Sgt. Robyn Wilson, a criminal investigator, told her the Texas Department of Public Safety said she had died.

“At that time, I was very shocked. Deceased? And she told me it was in connection with voting,” Turner said.

She isn’t alone. This week, the secretary of state ordered Harris County to purge 9,000 dead voters after the legislature passed a new law in 2011.

Because the list contained more than 300 people who were still alive, Harris County Tax Assessor Don Sumners cancelled the effort here.

“It really was a weak match; it wasn’t a real positive match like we normally get from them,” Sumners said.

A secretary of state representative said while this is an attempt to remove the dead from the rolls, it is actually tied to the voter ID lawsuit. Texas required voters to show ID before voting until the feds intervened.

Rich Parsons said the secretary of state and DPS received a list of 50,000 people who were considered dead but still on the voter rolls. Parsons said his office matched voting data with those individuals and came up with a final list of 250 people who were listed as dead but still voting.

He said that list was sent to the attorney general for an investigation.

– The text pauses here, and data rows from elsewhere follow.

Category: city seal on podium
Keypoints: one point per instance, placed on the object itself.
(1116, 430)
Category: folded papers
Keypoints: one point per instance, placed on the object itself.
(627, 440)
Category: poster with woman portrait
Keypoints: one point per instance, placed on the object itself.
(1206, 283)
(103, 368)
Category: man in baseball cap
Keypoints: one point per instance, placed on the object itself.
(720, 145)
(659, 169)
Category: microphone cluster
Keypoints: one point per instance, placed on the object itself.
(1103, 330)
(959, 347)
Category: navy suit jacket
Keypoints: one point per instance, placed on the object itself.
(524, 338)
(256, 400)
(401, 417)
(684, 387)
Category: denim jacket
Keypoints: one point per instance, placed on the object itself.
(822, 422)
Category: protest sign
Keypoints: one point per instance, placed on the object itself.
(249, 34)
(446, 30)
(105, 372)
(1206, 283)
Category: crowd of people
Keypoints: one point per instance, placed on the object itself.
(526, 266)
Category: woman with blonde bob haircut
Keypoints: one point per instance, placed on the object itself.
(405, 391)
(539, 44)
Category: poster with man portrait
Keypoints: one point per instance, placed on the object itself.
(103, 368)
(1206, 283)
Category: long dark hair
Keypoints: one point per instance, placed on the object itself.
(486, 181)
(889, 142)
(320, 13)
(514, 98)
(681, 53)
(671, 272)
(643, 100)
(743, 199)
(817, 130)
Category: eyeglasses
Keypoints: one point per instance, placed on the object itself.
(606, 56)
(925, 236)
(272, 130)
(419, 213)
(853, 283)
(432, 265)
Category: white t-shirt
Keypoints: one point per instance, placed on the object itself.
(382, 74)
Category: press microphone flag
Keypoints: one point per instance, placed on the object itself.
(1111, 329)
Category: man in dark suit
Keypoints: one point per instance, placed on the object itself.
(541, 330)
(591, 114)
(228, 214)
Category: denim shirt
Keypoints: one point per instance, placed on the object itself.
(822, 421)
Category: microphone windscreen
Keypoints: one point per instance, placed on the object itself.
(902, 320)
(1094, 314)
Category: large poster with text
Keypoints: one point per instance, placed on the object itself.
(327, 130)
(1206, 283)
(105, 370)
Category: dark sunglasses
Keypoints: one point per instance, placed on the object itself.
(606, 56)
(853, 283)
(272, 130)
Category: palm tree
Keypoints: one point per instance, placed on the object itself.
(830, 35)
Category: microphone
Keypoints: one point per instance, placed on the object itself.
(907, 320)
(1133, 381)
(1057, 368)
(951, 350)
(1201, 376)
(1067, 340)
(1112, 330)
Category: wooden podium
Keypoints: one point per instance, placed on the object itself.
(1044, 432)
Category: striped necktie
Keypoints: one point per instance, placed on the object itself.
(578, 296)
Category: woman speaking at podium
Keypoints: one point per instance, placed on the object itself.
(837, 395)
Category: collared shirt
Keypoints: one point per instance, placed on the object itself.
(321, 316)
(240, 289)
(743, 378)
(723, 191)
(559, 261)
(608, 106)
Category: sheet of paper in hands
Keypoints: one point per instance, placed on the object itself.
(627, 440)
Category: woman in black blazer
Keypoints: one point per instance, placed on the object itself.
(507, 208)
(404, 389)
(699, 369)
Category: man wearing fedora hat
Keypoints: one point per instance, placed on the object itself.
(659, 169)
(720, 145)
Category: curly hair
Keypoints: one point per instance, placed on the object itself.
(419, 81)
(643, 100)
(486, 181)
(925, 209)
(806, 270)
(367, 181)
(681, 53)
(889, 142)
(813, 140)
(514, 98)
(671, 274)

Turner was on that list. She said a pistol-packing investigator can be intimidating and the wrong way to determine if voters are dead.

“The more I thought about it, the more I became angry because of the fact that I have always been a law-abiding citizen,” she said. “I have always voted and for someone to come to my home from the criminal investigation division of the attorney general, it was like I had done something truly, truly wrong.

The AG’s office would only say this is a criminal investigation. Why are they using gun-toting investigators?

“I can’t speak to investigation techniques,” Parsons said. “We can’t tell the AG’s office what to do.

After that visit, Turner, who typically votes absentee, said it’ll be different this November since the state can’t seem to figure out if she’s alive or dead.

“The first day of early voting, I’m going to be there to see if my name is really on that roll,” she said.